Closed jquimera closed 6 years ago

jquimera commented 6 years ago

This plugin is perfect.

It would be possible to put the off-canvas inside a div, in a boxed layout. Similar to the example I made in the image below?

js-offcanvas

But I need the native scroll of the body / html, to remain.

Can someone help me? Thank you.

cheich commented 6 years ago

There is no option yet to enable scroll on the main canvas while it's inactive.

You can overwrite the default behavior with this (default is overflow: hidden):

.offcanvas-inactive, .offcanvas-main-inactive {
    overflow: auto;
}
jquimera commented 6 years ago

@cheich Thank you for your attention, I wanted something more or less like this.
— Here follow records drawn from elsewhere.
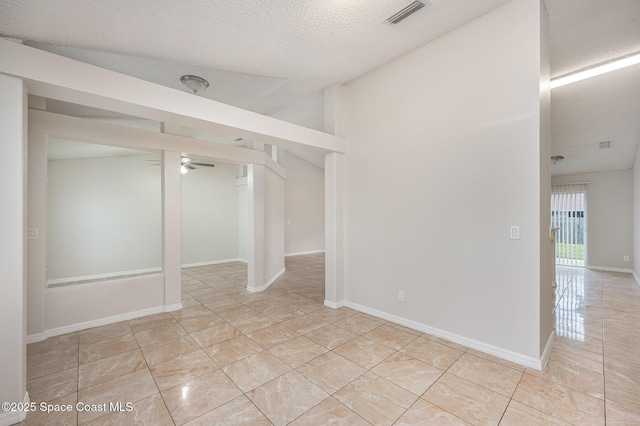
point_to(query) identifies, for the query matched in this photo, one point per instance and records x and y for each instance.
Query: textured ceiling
(275, 57)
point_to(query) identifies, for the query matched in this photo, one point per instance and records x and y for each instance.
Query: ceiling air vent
(405, 12)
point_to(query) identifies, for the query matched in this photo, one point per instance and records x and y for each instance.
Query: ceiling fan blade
(203, 164)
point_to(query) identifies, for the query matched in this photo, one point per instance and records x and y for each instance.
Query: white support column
(36, 242)
(13, 351)
(334, 245)
(172, 229)
(255, 192)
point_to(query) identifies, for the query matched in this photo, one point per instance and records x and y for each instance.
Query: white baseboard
(520, 359)
(38, 337)
(547, 350)
(333, 305)
(267, 284)
(104, 276)
(212, 262)
(608, 269)
(302, 253)
(12, 417)
(174, 307)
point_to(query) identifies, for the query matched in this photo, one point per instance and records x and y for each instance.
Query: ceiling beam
(61, 78)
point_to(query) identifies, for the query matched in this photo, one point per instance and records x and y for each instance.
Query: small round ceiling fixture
(194, 83)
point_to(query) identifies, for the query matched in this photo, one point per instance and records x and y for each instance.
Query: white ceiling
(273, 57)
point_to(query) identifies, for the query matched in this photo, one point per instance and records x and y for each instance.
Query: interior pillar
(255, 194)
(172, 230)
(333, 240)
(13, 128)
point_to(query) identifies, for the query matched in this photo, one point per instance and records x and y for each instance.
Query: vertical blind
(568, 215)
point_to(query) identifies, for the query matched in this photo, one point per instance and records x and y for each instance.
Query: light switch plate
(515, 232)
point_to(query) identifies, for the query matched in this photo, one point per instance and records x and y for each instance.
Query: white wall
(243, 218)
(13, 353)
(104, 216)
(307, 112)
(636, 215)
(444, 157)
(273, 225)
(609, 217)
(304, 205)
(210, 214)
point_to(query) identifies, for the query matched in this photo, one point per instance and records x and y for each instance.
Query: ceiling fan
(186, 164)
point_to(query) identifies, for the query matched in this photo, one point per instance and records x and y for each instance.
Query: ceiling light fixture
(600, 69)
(194, 83)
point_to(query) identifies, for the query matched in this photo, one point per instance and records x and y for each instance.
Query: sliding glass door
(568, 216)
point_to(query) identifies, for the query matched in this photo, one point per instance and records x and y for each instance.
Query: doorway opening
(568, 217)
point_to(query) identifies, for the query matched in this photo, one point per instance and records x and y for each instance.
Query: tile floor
(280, 357)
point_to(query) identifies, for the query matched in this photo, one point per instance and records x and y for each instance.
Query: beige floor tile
(305, 324)
(196, 397)
(251, 322)
(256, 370)
(390, 337)
(445, 342)
(470, 402)
(286, 397)
(433, 353)
(358, 324)
(364, 352)
(423, 413)
(45, 365)
(52, 346)
(181, 369)
(100, 350)
(53, 386)
(488, 374)
(578, 370)
(151, 321)
(168, 349)
(297, 351)
(222, 305)
(560, 402)
(408, 373)
(106, 332)
(201, 322)
(518, 414)
(377, 400)
(149, 411)
(331, 315)
(330, 336)
(237, 412)
(500, 361)
(214, 335)
(58, 418)
(272, 336)
(232, 350)
(189, 312)
(159, 334)
(331, 371)
(621, 388)
(330, 412)
(618, 415)
(107, 369)
(125, 389)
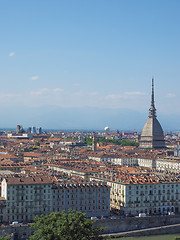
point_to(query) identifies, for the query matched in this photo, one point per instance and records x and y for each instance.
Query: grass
(157, 237)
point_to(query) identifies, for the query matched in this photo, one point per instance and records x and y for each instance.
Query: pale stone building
(26, 197)
(91, 198)
(152, 134)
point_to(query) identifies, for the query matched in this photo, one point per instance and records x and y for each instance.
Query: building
(152, 134)
(88, 197)
(39, 130)
(134, 194)
(177, 150)
(94, 143)
(26, 196)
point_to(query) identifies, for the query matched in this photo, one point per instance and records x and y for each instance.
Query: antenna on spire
(152, 110)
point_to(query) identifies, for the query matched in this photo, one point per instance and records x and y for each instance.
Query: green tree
(5, 238)
(64, 226)
(37, 144)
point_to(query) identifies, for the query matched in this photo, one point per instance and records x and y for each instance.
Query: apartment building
(26, 196)
(88, 197)
(168, 164)
(134, 194)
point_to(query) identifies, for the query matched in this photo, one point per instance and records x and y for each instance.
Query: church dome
(152, 135)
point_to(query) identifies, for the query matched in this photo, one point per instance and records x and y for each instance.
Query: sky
(68, 64)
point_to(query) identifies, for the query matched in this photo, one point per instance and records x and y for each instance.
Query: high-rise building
(33, 129)
(94, 143)
(19, 129)
(152, 134)
(38, 130)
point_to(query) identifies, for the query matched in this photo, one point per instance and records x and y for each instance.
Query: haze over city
(88, 64)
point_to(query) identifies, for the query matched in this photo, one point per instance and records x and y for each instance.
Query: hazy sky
(86, 64)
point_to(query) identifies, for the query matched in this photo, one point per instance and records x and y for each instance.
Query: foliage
(37, 144)
(64, 226)
(5, 238)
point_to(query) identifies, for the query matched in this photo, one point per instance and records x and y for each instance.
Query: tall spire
(152, 109)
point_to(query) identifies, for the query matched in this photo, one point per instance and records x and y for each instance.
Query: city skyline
(85, 65)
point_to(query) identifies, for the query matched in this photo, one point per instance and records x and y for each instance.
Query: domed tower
(152, 134)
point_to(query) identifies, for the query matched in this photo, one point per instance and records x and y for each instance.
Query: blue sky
(86, 64)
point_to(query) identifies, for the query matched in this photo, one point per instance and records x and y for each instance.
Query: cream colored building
(152, 197)
(26, 197)
(91, 198)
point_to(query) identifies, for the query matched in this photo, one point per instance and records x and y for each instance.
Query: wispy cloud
(11, 54)
(40, 92)
(93, 93)
(171, 95)
(58, 90)
(114, 96)
(34, 78)
(125, 95)
(9, 95)
(76, 84)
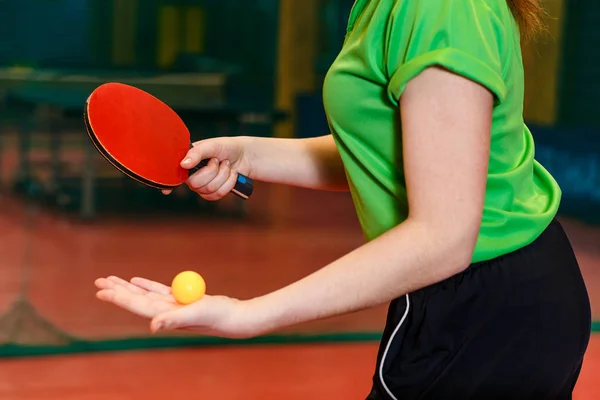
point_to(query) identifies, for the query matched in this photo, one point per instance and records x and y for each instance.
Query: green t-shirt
(388, 42)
https://codepen.io/johnquimera/full/eGqmEo/

This example is with the vmitsaras js-OffCanvas plugin. But I prefer its plugin, since it works perfectly on old browsers, and is lighter. Would it be possible to do the same with your jquery.offcanvas?

Thanks

cheich commented 6 years ago

Can you create the not working example in codepen? I think it needs just some css resets.

jquimera commented 6 years ago

@cheich Here: https://codepen.io/johnquimera/full/XzeMdJ/

This is very good, I just do not want this scroll in the div. But in body / html.

cheich commented 6 years ago

This should fix it:

#page {
  overflow: visible;
  position: relative;
}

This overwrites CSS that is only required in 'base' mode.

However, in the example, .main-content has a fixed height of 1024px;. That means everything will be cut down even if the content is bigger. Get rid of that or set it to min-height: 1024px;.

Here is your updated snippet: https://codepen.io/cheich/pen/XzeRdg

jquimera commented 6 years ago

@cheich This is perfect and very useful. Thanks.